Hacker News new | past | comments | ask | show | jobs | submit login
How convolutional neural networks see the world (keras.io)
214 points by makmanalp on Jan 31, 2016 | hide | past | favorite | 49 comments



Question to deep learning practitioners:

Is there any research on comparing the 99.9% confidence about something wrong, to the human weakness of 'optical illusion'?

If you watch a few minutes of this Dan Ariely TED Talk [1], we humans are fooled into near certainty that the table on the left has longer vertical distance that the horizontal distance of that on the right. Even after the speaker shows this is not the case, we still "confidently see" the wrong thing. (not to mention, we suffer from non-optical illusions as well, like cognitive biases, and fallacious reasoning, as shown later in the talk).

It seems to me you guys have discovered 'machine optical illusion'. It's just that the machine has illusions about something completely different. I believe exploring the space of architectures/weights/what-not might lead towards making a machine get into the same kind of optical illusions as the human visual system gets into. At the least, it looks like a very promising research direction to me.

[1] https://youtu.be/9X68dm92HVI?t=2m22s


That is not an example of how weak our brain is. That is an example of how incredibly intelligent our brain is.

If you saw both tables in the real, physical, natural world, because of the effect of perspective, the table on the left is indeed physically longer than the width of the table on the right. Our brain is correctly inferring this from perspective/trigonometry. The visual system is designed to correctly interpret the natural world, not correctly interpret lengths of line segments on a slide. This illustrates how hard it is to create computer algorithms that robustly infer 3D from 2D (this inference requires taking cues from shading, perspective, etc.)
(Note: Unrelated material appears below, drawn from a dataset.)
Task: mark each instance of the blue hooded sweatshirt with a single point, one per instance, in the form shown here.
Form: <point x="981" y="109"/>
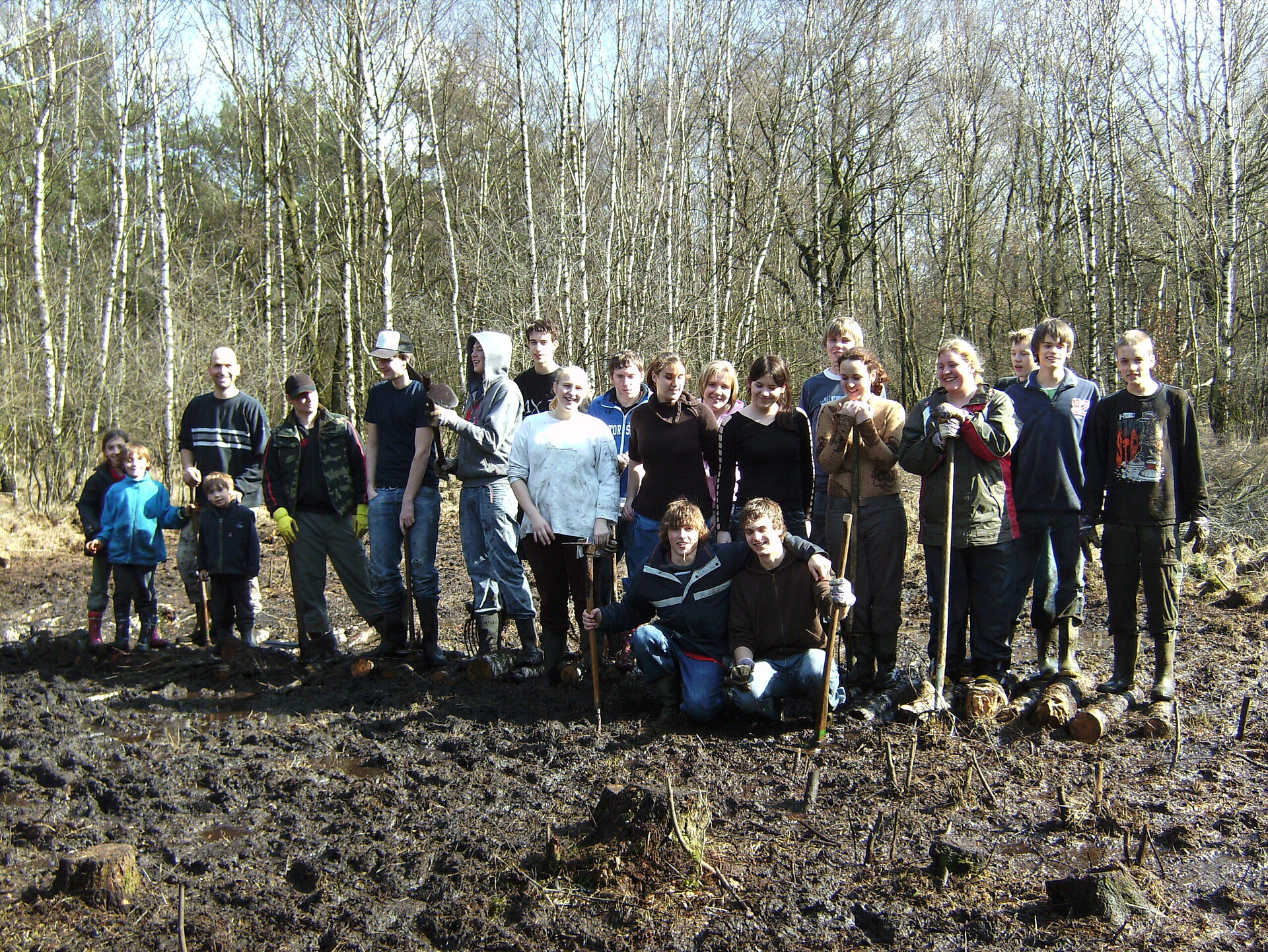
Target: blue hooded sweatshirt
<point x="1047" y="465"/>
<point x="133" y="516"/>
Almost all optical illusions are examples of the strength, not weakness, of the human brain.

EDIT: I've emphasized the word "natural". The problem with the below examples of "illusions" constructed in the physical world is this: what do you expect the brain to do otherwise? When you see a scene in the world, is it a weakness that our brain discards the (extremely unlikely) possibility the scene is just a massive hologram five inches from your eyes, or a meticulously painted and lit cardboard scene? I don't.


Many (probably most) of these optical illusions can be translated to the real physical world. Not surprising, it just requires situations that are outside the normal experiences of the human brain, especially in the ancestral environment. For instance:

https://s-media-cache-ak0.pinimg.com/736x/24/5b/59/245b59444...


I like this one http://0.media.collegehumor.cvcdn.com/70/36/483778211d5177e9...

It seems impossible a few seconds until the trick is revealed.


I was expecting that (or the T-rex variation of) when he mentioned optical illusions. The image he posted is more related to perspective than how the visual cortex works -- that is, it can even be done inside a 3d game/engine, with clever texturing.


This would be a textbook example of overfitting, yes?


Yeah I suppose you could say that our "training set" doesn't include optical illusions. Though I wouldn't really call it overfitting because our brains haven't learnt specific training inputs, which is what happens with overfitting.


I find it less interesting in terms of applications. I am sure finding the causes of these illusions will help in understanding aspects of how the system, human or machine, subject to the illusion operates; however, so many of them depend on either a static image or a fixed perspective that it just doesn't seem to be all that big of an issue to me.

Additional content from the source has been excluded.